Honorary Chairman, Institute for Competitiveness

Economic growth is intricately linked with urbanisation. Studies show that nearly all countries that have achieved middle-income status were urbanised by at least 50 percent, and the countries that have attained high-income status were urbanised by about 70-80 percent. It is debatable how the causality flows but economic growth of countries is closely related to the movement of people to cities and the concentration of talent in urban spaces drives productivity, job creation, and economic growth. 

So, India’s path to higher growth is intertwined with the success of its urban spaces. The country, however, has had a unique relationship with urbanisation.

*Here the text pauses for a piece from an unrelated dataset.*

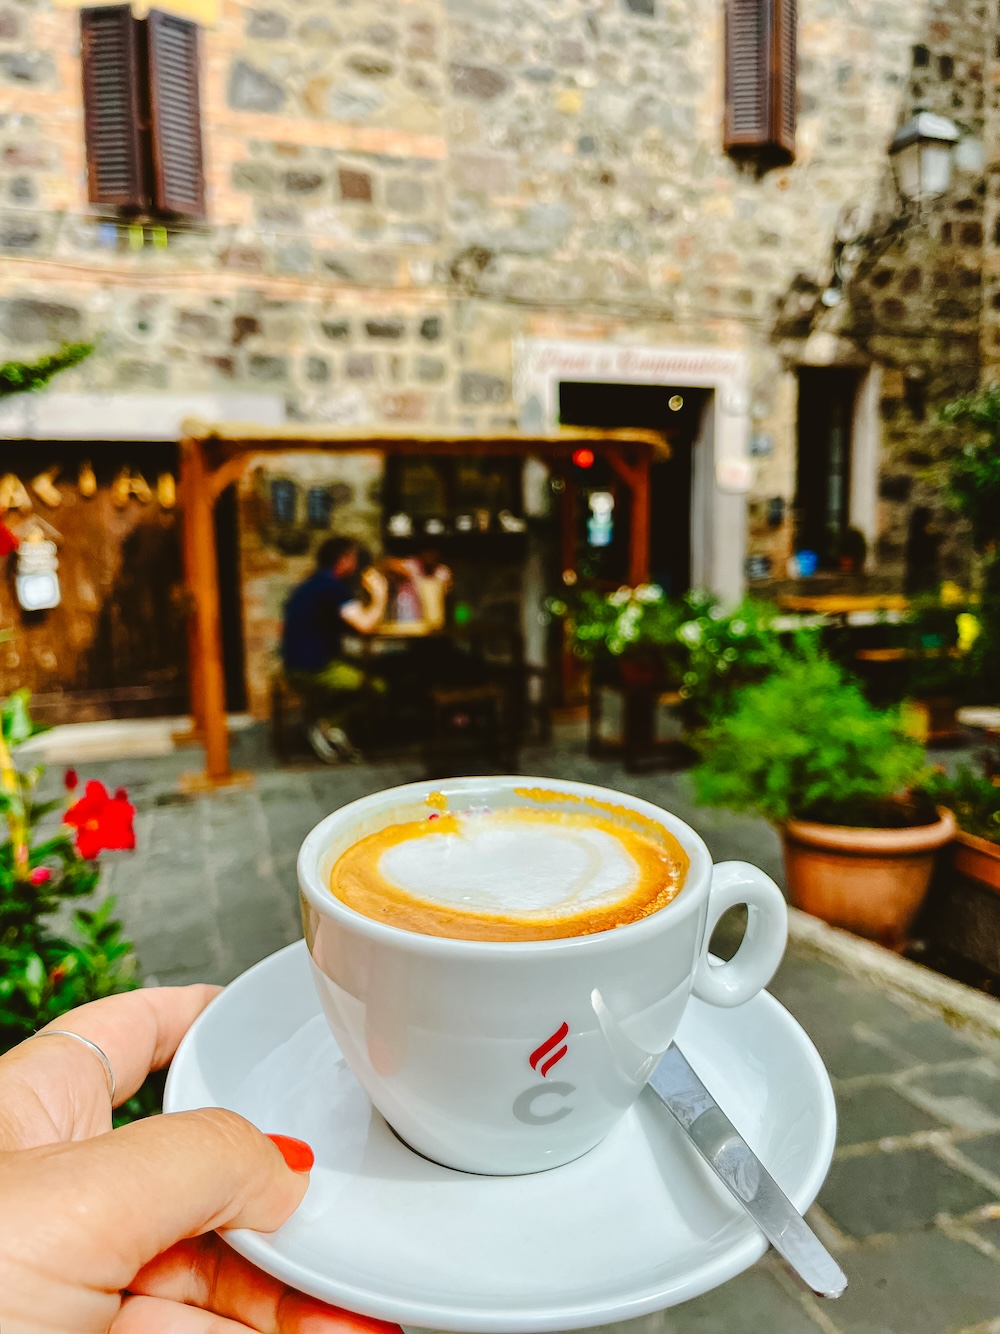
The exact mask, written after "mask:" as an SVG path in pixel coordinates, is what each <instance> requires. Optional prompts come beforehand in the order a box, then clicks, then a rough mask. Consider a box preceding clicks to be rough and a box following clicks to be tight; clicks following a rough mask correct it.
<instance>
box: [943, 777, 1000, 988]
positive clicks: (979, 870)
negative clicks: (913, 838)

The pace of urbanisation in India has not kept pace with the rate of economic growth. In fact, the rate of urbanisation between 2001 and 2011 was lower than in the second half of the previous century. This trend is surprising given that the opposite was true for economic growth. 

While these anomalies in India’s urbanisation trends are a subject of extensive research, it has been realised that the development of the urban sprawl in the periphery of cities is a leading cause. Such a nature of urban development has made it crucial to assess the ease of living in Indian cities, which has been placed at the forefront by the Ministry of Housing and Urban Affairs. An assessment of urban living and identification of areas where the cities are lacking can drive impactful change in urban governance.

The Ease of Living index is an effort to work towards these goals. Building on learnings from the previous edition, the Ease of Living Index 2020 presents a revised framework that evaluates 111 cities under three pillars. The index has also been validated by a Citizen Perception Survey to provide insights directly from the residents on the level of development in their cities. 

I hope that the findings from the index outlined in this report help decipher the state of urban development in India, and ultimately drive evidence-based policymaking. The primary objective of the Ease of Living Index is to achieve improved development outcomes across Indian cities. 

I am pleased that the Institute for Competitiveness was engaged by the Ministry of Housing and Urban Affairs to redesign the methodological framework of the index and analyse the data obtained. I would like to extend my gratitude to Shri Hardeep Singh Puri, Minister of Housing and Urban Affairs, Shri Durga Shanker Mishra, Secretary, MoHUA, Shri Kunal Kumar, Mission Director, Smart Cities Mission, MoHUA Shri Rahul Kapoor, Director, Smart Cities Mission, MoHUA, Smt. Reema Jain, Deputy Director, AMRUT, and everyone in the Ministry of Housing and Urban Affairs who has been a part of this study for enabling its success.

The study would also not have been possible without the tireless efforts of various teams who have been a part of the project including Karvy Data Management Services, National Informatics Centre, the City Data Officers, the Smart City Consultants, and the Smart City Fellows. Finally, I would also like to thank my colleagues at the Institute for Competitiveness – Chirag Yadav, Manisha Kapoor, Aniruddh Duttaa, Sreetama Basu, Disha Sharma, and Harshula Sinha – who have played an indelible role in taking this study to fruition.